How Google Earth Killed Santa… 22 December, 2006Posted by paralleldivergence in Brad & Phil, children, Christmas, Google Earth, Humor, ICT in Education, My Thoughts, Political Correctness, Santa.
December 12, 2006: GOOGLE releases an add-on to Google Earth in an attempt to reverse the damage it has done to millions of children around the world. But instead of reigniting children’s belief in Santa, it has effectively provided a fatal blow that will resonate in the ears and minds of our now scarred youth.
Children know that if they are good, Santa will come to their house on Christmas Eve and bring them presents. But only if they have been good all year. Santa lives at the North Pole and on Christmas Eve he takes off in his sleigh pulled by magical reindeer, to visit the home of every good child on Earth.

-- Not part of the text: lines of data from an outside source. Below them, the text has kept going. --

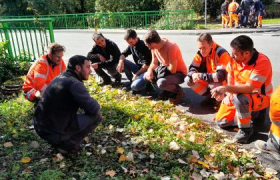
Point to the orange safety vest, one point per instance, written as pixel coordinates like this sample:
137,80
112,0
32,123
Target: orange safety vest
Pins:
218,59
258,72
41,73
233,7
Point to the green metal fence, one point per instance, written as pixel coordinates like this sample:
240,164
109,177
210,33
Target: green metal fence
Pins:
142,19
27,38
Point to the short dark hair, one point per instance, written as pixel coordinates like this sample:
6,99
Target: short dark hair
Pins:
242,43
152,37
76,60
96,36
55,47
130,33
205,37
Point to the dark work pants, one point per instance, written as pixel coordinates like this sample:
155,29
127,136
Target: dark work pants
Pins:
70,141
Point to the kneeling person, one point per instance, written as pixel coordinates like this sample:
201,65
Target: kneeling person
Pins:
105,55
208,69
167,68
55,117
249,87
142,57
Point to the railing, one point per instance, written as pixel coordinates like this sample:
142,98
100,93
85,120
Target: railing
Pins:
142,19
27,38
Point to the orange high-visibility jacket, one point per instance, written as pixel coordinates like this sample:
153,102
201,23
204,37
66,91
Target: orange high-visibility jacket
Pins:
41,73
213,67
258,73
232,8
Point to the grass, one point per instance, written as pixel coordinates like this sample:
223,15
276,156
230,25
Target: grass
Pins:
138,139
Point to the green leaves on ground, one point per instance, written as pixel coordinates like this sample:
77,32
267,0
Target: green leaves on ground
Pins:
139,138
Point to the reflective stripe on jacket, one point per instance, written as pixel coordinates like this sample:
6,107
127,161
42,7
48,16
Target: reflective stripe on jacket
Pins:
41,73
258,73
232,7
213,67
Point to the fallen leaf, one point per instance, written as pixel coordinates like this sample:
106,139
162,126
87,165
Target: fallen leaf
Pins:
86,139
204,173
130,157
196,176
195,153
175,177
146,170
133,130
124,169
103,151
122,158
192,138
111,173
173,146
203,164
120,150
219,176
182,161
59,157
8,144
271,171
193,159
26,160
209,158
34,144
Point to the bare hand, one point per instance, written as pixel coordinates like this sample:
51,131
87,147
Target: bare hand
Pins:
149,76
218,91
120,66
196,77
102,59
228,100
94,65
134,77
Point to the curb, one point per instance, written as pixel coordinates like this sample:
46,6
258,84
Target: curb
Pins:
174,32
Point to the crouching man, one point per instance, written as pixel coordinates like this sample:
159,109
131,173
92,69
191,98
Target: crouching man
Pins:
55,117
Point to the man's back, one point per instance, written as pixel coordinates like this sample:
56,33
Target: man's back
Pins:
58,107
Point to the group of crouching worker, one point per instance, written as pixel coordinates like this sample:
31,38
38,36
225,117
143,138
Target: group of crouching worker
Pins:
237,86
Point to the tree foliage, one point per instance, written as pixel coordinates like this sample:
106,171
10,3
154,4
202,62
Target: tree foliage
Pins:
127,5
34,7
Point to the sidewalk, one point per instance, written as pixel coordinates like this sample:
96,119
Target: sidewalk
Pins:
265,28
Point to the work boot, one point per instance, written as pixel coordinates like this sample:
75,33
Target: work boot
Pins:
265,147
208,101
118,78
178,97
243,135
164,95
105,81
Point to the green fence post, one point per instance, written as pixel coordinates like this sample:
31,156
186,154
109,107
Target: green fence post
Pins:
167,25
146,20
51,31
5,28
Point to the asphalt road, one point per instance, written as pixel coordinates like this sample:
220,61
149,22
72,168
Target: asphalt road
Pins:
80,42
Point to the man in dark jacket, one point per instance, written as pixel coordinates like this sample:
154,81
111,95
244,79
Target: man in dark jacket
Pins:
105,54
245,11
55,117
142,57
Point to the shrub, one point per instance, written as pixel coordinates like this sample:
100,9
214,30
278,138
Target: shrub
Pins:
10,68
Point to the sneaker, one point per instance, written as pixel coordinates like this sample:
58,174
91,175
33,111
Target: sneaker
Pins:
264,147
243,135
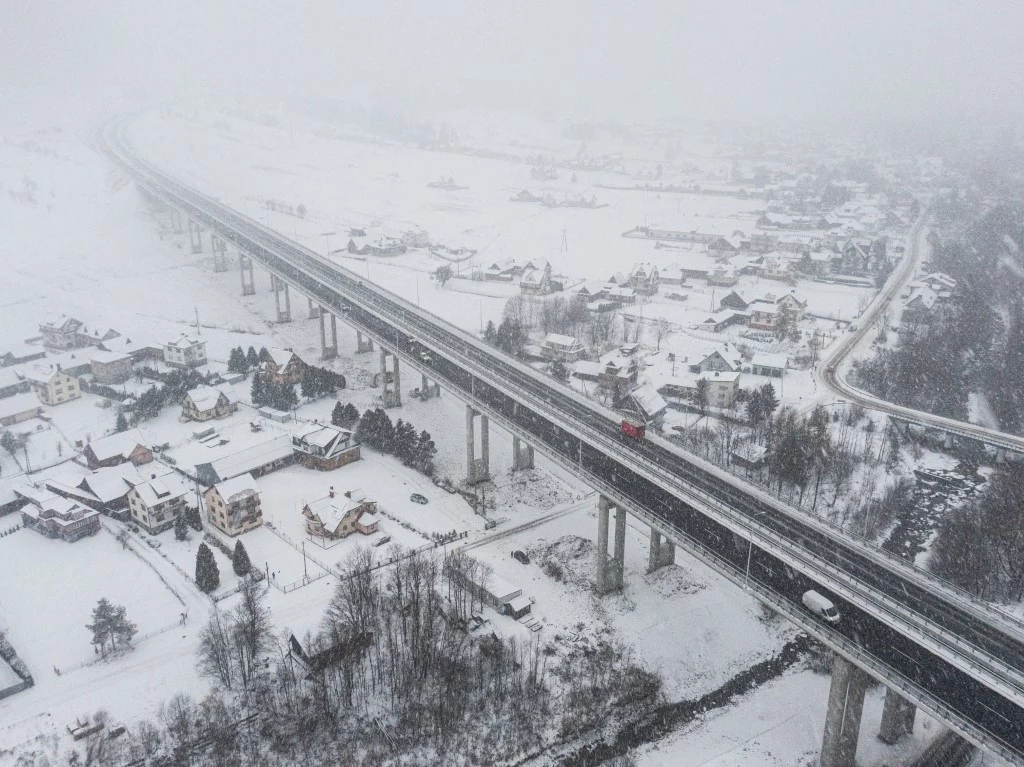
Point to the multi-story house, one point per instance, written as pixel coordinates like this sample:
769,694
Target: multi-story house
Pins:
52,385
325,446
60,332
185,352
156,503
336,517
282,367
208,402
233,505
566,348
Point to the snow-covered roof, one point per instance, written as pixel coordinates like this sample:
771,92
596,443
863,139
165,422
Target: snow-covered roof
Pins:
331,511
183,342
248,459
161,489
558,339
207,397
232,488
281,356
647,399
120,444
108,357
765,359
18,403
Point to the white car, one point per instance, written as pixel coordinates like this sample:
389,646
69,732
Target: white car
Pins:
820,606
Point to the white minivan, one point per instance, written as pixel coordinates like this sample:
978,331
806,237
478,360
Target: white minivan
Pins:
821,606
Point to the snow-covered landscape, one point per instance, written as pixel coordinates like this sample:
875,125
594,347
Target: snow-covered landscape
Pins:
233,530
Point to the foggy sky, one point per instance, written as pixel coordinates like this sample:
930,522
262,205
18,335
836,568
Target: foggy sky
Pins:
798,61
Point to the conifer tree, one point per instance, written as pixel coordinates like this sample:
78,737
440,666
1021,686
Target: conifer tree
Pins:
207,572
240,560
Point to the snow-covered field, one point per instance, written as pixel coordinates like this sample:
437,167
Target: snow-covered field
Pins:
87,247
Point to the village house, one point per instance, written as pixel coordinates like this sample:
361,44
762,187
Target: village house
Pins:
51,384
104,489
60,332
56,517
644,405
339,516
185,351
110,367
282,367
19,408
208,402
644,279
233,506
325,446
722,387
565,348
125,446
157,502
769,365
722,357
505,270
259,459
537,281
19,354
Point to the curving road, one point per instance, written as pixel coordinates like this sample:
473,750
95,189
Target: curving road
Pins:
948,652
828,373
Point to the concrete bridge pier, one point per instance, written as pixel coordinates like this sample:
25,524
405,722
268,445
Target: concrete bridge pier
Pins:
195,237
609,570
897,718
328,351
522,455
846,701
248,278
279,287
428,390
663,551
390,391
477,469
219,248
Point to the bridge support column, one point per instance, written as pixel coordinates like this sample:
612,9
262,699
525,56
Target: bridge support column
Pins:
663,551
522,455
219,248
390,392
609,571
897,717
195,237
328,351
477,469
246,267
279,287
846,701
428,390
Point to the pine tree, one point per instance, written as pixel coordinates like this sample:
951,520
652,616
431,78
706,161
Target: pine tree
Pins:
240,560
258,391
404,441
193,518
425,452
207,572
180,527
351,417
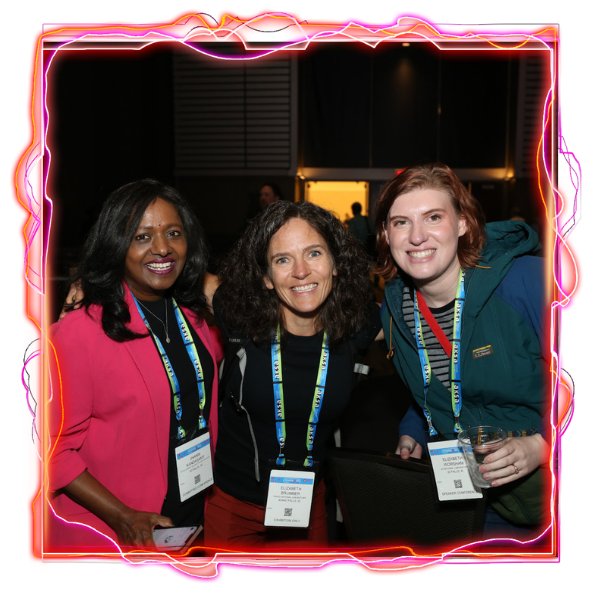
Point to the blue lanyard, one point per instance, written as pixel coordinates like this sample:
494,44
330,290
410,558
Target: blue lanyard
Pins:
276,368
455,382
173,381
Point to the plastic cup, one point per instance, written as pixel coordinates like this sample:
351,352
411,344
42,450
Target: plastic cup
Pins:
477,443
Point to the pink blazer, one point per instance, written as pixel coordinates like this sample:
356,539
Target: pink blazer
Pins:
110,413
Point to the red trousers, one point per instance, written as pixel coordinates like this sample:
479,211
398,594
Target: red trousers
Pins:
230,523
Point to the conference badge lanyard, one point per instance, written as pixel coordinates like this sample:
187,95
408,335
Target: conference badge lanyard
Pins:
290,494
193,460
450,469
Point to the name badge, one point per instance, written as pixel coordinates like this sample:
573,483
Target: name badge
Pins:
289,498
194,466
451,472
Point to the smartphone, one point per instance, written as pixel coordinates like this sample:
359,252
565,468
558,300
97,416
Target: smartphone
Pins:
174,538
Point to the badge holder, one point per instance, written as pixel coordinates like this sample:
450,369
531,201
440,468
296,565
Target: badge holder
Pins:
194,466
289,499
451,473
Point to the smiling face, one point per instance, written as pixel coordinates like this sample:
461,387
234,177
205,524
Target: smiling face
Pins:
422,230
301,272
157,252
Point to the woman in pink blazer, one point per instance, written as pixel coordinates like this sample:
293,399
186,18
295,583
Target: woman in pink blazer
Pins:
133,378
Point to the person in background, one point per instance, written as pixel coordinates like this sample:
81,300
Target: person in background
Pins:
358,225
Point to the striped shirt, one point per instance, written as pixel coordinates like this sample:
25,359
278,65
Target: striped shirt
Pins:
438,359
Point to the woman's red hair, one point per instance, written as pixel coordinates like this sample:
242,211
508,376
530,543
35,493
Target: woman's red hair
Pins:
435,176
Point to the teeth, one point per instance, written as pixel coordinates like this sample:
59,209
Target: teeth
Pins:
422,254
160,266
305,288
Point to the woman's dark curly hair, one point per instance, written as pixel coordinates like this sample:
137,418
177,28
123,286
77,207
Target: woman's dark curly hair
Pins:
251,309
102,268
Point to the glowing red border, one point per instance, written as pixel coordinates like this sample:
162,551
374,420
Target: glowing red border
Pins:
560,189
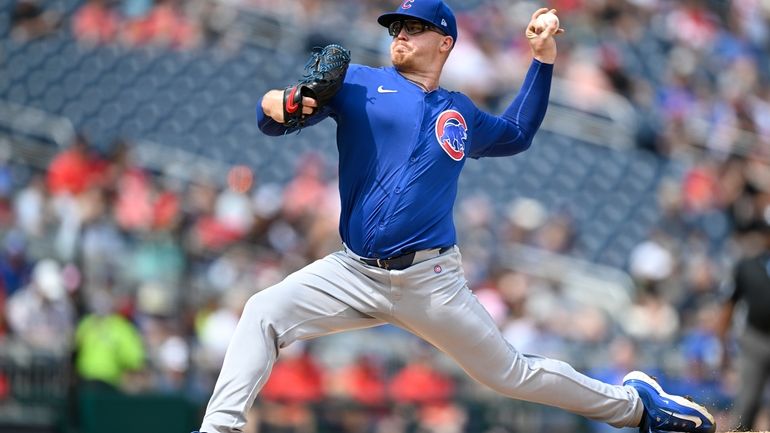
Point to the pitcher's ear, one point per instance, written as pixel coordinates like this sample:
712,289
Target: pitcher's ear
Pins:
447,43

For over a year now, many schools have been using incredible educational tools like Google Earth with their students to give them a wider view of this amazing planet and the reality we live in. One of the first things just about everybody does with Google Earth is to find their own home in their own town. They zoom in and they see their rooftop and their backyard. They see the park down the street. They see their school. They see an ocean of rooftops. They see their whole town. Then they start to think.
In the playground at lunchtime little Virginia is discussing with little Charlie: “Did you see all those houses in our town? Did you notice how few houses actually had chimneys?”. Charlie says, “Yeah, so what?“. So what, indeed. Well Virginia, did you know that less than 0.002% of dwellings in the world have chimneys and that many are little more than stovepipes that even a skinny Santa would find impossible to climb into?
After lunch, Virginia jumps back onto Google Earth. She heads off to the North Pole. She saw Elf last Christmas. If you can spot a topless sunbather on a rooftop in Holland in Google Earth, you must be able to spot Santa’s place! But guess what? There’s no land at the North Pole! All Google Earth shows is water. The Arctic Ocean. She’s confused. She discusses her findings with other students. Then one of her friends reminds her of NORAD. Yes! NORAD!
They’ve got this fabulous website that is dedicated to tracking Santa’s movements across the globe on Christmas Eve. NORAD’s been tracking Santa every year since 1955! They use satellites, radar and trailing jet fighters with SantaCams. Isn’t NORAD run by the government? They must have video, audio and photographs that prove Santa’s miracle. Surely the government would never deceive children. So Virginia takes a closer look at NORAD’s site. She finds an official email address for Santa himself. She knows it must be official – NorthPole@officialsantamail.com – but still, she’s not sure. So she runs a WHOIS lookup. Strangely, she discovers officialsantamail.com is registered to a company in Scottsdale, Arizona.
Virginia’s concerns start to grow. Coincidentally, there are “Virginias” in every school, in every town, in every country on Earth. The news gets back to Google that a revolt by children across the globe is imminent. Parents are furious. Meetings are hastily arranged and Google Earth 4.0 is released and with it an add-on to allow children to “see” and track Santa from his “base” at the North Pole.
The school Principal negotiates a meeting with Virginia and her followers to show that the “bug” in the previous version of Google Earth had been fixed and that Santa uses “scrambling” technology to avoid detection and keep the location of his workshop a secret. Google Earth 4.0 includes a new codec that circumvents Santa’s scramblers. Virginia sits at the computer and heads straight to the North Pole.
OK, that looks plausible. Official NASA watermark on the image. There’s his workshop, a runway and his reindeer and sleigh waiting. But what’s that on the path? Viriginia zooms in. There he is! It’s Santa! But he looks somewhat cartoonish. Something’s wrong. Virginia plays with Google Earth’s slant tool and… the game is up.
The story of Santa Claus has been passed down unchanged from generation to generation. Not as a story to delight children, but as a way for parents to control their children. But it’s harmless! – or is it? Perhaps it’s OK to teach children there’s nothing wrong with being deceitful – I mean, it goes all the way to the top of government anyway… Or instead, maybe we could all be better parents and show our children the difference between right and wrong by what we do and what we say. Our children aren’t stupid. Why do we treat them like they are?